Romildo, o octogenário "mais novo" tem um nome e uma biografia ligada à Vila do Itapemirim: Nasceu no povoado de Candéus em 1933. Planejei surpreendê-lo e consegui. Apareci, sem avisar, no dia do seu natalício: 26 de janeiro. Dizia, enquanto o abraçava: " -Vou lhe dar oitenta e um tapinhas nas costas!..." Dona Orlinda, a mui digna companheira há mais de meio século, dizia: "Não faça isso... ele não vai aguentar." E juntos, rimos gostosamente... Assentei-me, a seu convite, e demorei-me um pouco. Vi chegar (e não foi surpresa) os dois filhos: Orlando Silva e Paulo de Tarso com os respectivos familiares. "Os meninos" não deixariam de comparecer, obviamente...

Romildo é figurinha fácil, na Vila. Funcionário público aposentado, ele teve praticamente três empregos: Serviu na Usina Paineiras por quase um ano. Depois, comerciário, a serviço do saudoso empresário Jorge Mezher; e finalmente servidor público da COFAI - Companhia de Fomento Agro Industrial - onde serviu bem, como atestam os certificados que possui, assinados pelos seus superiores. Naquele domingo, ouvi Romildo falar de sua juventude, de como conheceu Orlinda, de como aprendeu a tocar cavaquinho e bandolim, e se fez seresteiro; de como se tornou cristão ficando, por conta da conversão, oito anos afastado do seu instrumento; de como ensinou a tocar e presenteou ao filho mais novo com um violão até hoje executado e conservado com carinho; de como foi contactado pelos professores do Conservatório de Música de Cachoeiro, para fazer uma demonstração de afinação de bandolim; de como tem se sentido grato ao Criador de todas as coisas pela conservação de sua vida... Romildo falou das dificuldades impostas pela idade, mas destacou: " Aos oitenta e um, o mais relevante é o amor que eu sinto cada vez maior, por Jesus, o meu Senhor..." Ah! Três não. Quatro empregos! Mesmo octogenário, ele faz questão de ser atendente no Escritório de Advocacia do Dr. Paulo de Tarso, ampliando a parceria musical para parceria profissional.

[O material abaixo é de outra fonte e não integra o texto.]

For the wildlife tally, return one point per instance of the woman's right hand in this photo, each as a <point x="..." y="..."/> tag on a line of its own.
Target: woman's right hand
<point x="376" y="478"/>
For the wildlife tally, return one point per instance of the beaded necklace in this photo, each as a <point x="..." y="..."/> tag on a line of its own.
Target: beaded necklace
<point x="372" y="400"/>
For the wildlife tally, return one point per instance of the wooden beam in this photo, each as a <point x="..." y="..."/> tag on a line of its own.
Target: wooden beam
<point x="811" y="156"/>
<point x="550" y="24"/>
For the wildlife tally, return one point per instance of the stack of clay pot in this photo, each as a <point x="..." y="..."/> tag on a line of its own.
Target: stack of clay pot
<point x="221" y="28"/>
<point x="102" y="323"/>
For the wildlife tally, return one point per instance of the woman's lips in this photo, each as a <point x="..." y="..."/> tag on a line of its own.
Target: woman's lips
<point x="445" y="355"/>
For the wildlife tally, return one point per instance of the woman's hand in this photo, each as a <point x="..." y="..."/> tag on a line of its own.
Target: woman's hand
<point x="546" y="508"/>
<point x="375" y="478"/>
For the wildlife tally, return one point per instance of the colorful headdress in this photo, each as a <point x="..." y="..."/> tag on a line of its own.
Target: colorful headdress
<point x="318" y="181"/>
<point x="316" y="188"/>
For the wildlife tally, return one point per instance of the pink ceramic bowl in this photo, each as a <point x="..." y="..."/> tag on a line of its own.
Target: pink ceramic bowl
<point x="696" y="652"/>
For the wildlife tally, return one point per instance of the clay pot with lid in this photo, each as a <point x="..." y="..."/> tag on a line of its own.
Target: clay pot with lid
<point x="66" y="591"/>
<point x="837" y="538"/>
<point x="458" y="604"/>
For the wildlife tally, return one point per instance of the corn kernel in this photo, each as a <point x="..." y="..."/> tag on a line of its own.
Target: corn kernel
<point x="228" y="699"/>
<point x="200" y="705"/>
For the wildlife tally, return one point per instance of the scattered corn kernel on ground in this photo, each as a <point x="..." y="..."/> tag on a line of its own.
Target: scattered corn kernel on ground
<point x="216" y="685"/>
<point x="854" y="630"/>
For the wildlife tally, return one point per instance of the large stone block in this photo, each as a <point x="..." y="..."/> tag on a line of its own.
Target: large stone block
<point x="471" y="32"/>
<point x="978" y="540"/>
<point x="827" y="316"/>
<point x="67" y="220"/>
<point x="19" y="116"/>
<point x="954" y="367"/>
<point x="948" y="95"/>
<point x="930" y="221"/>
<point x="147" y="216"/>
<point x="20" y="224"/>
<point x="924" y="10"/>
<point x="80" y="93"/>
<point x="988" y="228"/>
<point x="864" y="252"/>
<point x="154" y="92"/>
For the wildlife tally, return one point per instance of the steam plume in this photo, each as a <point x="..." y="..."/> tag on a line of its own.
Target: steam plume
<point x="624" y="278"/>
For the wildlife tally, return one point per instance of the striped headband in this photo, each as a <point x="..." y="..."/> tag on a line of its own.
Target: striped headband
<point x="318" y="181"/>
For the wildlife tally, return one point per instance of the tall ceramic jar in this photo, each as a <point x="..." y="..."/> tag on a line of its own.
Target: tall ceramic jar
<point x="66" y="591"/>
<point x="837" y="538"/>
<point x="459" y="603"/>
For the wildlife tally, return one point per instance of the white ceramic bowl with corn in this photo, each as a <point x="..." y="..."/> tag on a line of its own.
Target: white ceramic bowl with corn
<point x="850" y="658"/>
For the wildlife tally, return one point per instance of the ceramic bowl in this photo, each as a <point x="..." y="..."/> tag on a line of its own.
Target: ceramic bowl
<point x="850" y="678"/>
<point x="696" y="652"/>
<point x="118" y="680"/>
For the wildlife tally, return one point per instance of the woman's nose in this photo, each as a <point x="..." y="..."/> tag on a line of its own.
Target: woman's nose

Por fim, falo do amigo octogenário Jonas Rohr, irmão do Walter e do Heron. Oitenta e quatro anos. Esposo da Professora Odisseia, pai do químico Judson, da odontóloga Márcia e do médico Lincoln...

Na manhã de quarta feira, estive em sua casa de verão em Itaipava. Fui comunicado do acontecimento, fui com a esposa e permaneci ali, com alguns familiares, até ver o seu corpo sem vida ser colocado em um caixão bonito e ser levado rumo à Funerária, para os devidos preparos de sepultamento. Jonas vinha padecendo com uma enfermidade que exauria as suas forças, mas não a sua fé. Vi aquela que foi a fiel escudeira por mais de cinco décadas, acompanhar todo esse processo com altivez, com serenidade. Na manhã do outro dia, estávamos no templo da Igreja Batista em Rio Novo, junto com mais familiares e amigos para lhe render as últimas homenagens. "Sesseia", (Que nobreza! Que testemunho cristão!) pediu-me que falasse algumas palavras e eu pontuei o humor do meu amigo, sua generosidade, sua fidelidade a Deus e a honestidade para com as pessoas com quem lidava na sua atividade profissional. E acrescentei: O corpo de meu amigo Jonas está aqui, mas a sua alma, a sua essência, de acordo com a fé cristã que vivenciou, encontra-se num local onde não há por do sol nem aurora, nem dia nem noite, porque ali, a glória do Cordeiro espalha o Seu resplendor! (Apocalipse 22). A fé em Jesus conforta. Para Jesus, morrer é "Eu vou para o PAI"... "Vou preparar-lhes lugar para que onde eu estiver vocês estejam também". Daí entendermos, com mais clareza, quando o Salmista diz, para os entendidos: "Preciosa é à vista do Senhor a morte de seus santos" (Salmo 116.15).

O amigo leitor há de concordar que foi uma semana incrível! Semana de emoções multifacetadas: ternura, alegria, tristeza e saudade... E vamos vivendo. Sem rancor, sem maldade!